Aside from such first hand accounts, both J.E. McNeil and Teresa Panepinto note that another surefire sign of the intense unhappiness many soldiers experience towards fighting in Iraq is the high suicide rate among those stationed there. The Pentagon has acknowledged that 22 soldiers killed themselves in Iraq last year and the Army dispatched a mental-health assessment team last September to investigate. The results of that report are expected sometime within the next few weeks.

Nancy Lessin, co-founder of Military Families Speak Out and herself the mother of a Marine who returned from Iraq last May, confirms that her organization is working with numerous soldiers and families of soldiers dealing with depression and suicide.

"We're seeing this because people are being deployed for the second or third time and also because soldiers who believed that this war was needed in the beginning have come around to see that it's based on lies," said Lessin, whose group organized a massive peace march in Fayetteville, North Carolina on March 20.

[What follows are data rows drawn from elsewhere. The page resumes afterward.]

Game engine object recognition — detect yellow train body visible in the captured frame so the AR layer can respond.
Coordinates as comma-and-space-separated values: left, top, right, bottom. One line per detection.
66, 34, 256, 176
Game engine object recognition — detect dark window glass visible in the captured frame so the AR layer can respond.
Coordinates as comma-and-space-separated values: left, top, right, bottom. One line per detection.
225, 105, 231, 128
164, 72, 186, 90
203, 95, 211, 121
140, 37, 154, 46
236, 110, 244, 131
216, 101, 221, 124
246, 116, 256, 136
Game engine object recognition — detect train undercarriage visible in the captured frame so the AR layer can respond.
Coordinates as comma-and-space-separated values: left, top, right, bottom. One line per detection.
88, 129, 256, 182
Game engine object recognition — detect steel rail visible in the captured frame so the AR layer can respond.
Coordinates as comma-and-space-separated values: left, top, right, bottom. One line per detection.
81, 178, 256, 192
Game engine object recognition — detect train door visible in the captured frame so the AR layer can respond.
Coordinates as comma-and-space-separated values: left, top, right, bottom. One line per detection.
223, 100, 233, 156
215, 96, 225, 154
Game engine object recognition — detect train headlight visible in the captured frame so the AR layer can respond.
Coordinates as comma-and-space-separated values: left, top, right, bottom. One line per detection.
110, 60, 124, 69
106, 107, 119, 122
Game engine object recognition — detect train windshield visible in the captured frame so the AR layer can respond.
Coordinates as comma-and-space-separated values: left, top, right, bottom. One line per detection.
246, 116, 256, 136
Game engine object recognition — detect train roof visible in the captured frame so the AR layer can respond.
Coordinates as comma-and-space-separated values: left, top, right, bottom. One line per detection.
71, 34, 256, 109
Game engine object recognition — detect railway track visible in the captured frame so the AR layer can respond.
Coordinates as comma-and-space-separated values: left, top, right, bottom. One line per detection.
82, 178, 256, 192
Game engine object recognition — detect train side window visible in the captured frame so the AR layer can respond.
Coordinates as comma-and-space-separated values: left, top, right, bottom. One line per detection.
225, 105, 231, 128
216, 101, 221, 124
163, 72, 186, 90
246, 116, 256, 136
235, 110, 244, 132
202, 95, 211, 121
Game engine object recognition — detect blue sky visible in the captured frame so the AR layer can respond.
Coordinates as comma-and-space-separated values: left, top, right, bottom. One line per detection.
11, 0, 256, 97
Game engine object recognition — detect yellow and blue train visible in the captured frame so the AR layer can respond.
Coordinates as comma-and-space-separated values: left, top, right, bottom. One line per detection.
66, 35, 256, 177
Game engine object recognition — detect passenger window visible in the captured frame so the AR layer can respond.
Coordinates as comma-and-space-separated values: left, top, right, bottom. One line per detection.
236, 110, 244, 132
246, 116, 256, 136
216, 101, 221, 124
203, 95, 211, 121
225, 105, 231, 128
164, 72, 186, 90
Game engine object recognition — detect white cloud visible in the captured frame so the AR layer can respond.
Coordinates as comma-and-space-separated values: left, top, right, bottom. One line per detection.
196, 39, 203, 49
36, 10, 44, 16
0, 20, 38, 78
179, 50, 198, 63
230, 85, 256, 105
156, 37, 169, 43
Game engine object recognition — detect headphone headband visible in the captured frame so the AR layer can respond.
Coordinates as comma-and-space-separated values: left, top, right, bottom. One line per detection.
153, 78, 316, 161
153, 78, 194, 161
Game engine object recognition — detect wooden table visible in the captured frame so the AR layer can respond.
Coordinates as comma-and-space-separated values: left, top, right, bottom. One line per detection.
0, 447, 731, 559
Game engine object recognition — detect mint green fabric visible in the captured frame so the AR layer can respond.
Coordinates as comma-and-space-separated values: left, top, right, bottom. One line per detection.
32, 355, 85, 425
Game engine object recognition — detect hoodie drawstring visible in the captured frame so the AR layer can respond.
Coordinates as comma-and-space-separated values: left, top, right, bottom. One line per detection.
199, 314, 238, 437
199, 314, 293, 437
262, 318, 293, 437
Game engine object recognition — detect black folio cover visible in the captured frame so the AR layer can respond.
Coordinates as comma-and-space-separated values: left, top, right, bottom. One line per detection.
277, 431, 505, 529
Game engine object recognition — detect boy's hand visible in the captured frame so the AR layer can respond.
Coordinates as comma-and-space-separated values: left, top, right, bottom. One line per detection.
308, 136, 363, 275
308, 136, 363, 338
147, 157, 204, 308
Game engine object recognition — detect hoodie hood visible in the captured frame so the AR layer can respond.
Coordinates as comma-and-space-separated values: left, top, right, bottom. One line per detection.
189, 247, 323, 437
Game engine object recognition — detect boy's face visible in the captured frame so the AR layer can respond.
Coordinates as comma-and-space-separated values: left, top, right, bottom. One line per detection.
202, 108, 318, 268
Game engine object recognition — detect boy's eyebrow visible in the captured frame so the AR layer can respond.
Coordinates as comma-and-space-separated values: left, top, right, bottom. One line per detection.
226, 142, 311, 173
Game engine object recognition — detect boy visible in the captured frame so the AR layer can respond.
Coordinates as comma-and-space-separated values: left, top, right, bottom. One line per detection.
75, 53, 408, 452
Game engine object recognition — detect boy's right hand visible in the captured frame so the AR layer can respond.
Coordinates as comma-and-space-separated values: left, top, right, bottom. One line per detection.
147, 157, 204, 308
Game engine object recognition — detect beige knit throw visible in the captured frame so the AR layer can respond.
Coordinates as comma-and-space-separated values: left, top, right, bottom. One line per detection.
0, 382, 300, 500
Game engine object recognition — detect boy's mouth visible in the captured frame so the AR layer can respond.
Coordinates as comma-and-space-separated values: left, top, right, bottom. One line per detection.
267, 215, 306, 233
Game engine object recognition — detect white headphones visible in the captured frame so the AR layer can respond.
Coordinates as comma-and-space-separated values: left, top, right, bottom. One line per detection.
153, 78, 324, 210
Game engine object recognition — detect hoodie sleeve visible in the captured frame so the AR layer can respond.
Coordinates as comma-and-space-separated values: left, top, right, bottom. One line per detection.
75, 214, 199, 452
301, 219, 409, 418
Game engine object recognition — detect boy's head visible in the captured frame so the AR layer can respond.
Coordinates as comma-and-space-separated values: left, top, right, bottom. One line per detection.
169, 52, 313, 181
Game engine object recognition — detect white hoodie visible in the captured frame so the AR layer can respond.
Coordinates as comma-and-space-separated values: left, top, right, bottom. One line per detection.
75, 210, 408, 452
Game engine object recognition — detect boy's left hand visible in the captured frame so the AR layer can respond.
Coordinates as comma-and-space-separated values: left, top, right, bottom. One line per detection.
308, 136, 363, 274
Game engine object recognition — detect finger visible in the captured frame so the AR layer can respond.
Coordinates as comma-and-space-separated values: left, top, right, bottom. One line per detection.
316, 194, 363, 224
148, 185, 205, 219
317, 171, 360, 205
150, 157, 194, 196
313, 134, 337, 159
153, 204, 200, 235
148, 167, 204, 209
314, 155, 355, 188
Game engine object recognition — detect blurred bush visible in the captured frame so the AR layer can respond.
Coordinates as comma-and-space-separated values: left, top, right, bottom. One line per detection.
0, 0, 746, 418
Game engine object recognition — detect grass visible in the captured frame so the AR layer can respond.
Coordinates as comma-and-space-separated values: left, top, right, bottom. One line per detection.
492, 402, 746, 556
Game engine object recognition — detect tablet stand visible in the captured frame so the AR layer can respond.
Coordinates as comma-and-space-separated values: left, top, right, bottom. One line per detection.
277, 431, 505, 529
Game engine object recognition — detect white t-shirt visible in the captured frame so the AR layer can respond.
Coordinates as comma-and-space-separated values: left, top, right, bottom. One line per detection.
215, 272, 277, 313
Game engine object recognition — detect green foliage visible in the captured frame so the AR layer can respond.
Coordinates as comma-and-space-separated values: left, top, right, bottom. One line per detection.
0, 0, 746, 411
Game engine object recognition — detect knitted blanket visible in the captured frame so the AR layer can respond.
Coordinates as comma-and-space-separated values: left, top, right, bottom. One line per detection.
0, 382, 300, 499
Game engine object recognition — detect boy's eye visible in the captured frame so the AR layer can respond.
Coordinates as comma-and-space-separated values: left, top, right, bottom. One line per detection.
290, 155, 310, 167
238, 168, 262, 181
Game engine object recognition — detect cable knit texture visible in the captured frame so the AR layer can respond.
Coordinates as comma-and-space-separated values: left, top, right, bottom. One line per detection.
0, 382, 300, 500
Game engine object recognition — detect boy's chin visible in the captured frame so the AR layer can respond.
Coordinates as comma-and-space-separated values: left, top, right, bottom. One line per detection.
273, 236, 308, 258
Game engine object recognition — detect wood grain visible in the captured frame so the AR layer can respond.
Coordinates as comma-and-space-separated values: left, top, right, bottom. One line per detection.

Interestingly, Lessin's analysis of military suicides and depression eerily parallels the motives behind the outpouring of phone calls to the GI Hotline about conscientious objector discharges. Unfortunately, despite President Bush's blind boasts about American resolve and lives sacrificed for freedom, it seems certain that this outpouring -- not to mention the suicides and depression -- is destined to continue, as more GIs like Camilo Mejia and the anonymous Special Operations soldier find themselves unable to keep firing their weapons in good faith.

Nearly 100 years later, apparently, we're still perpetuating what poet Wilfred Owen called the "old Lie: Dulce et decorum / Est pro patria mori."

How sweet and fitting it is to die for one's country.

Dan Frosch is a freelance journalist based in New York City. He also contributes to VIBE, POZ and In These Times.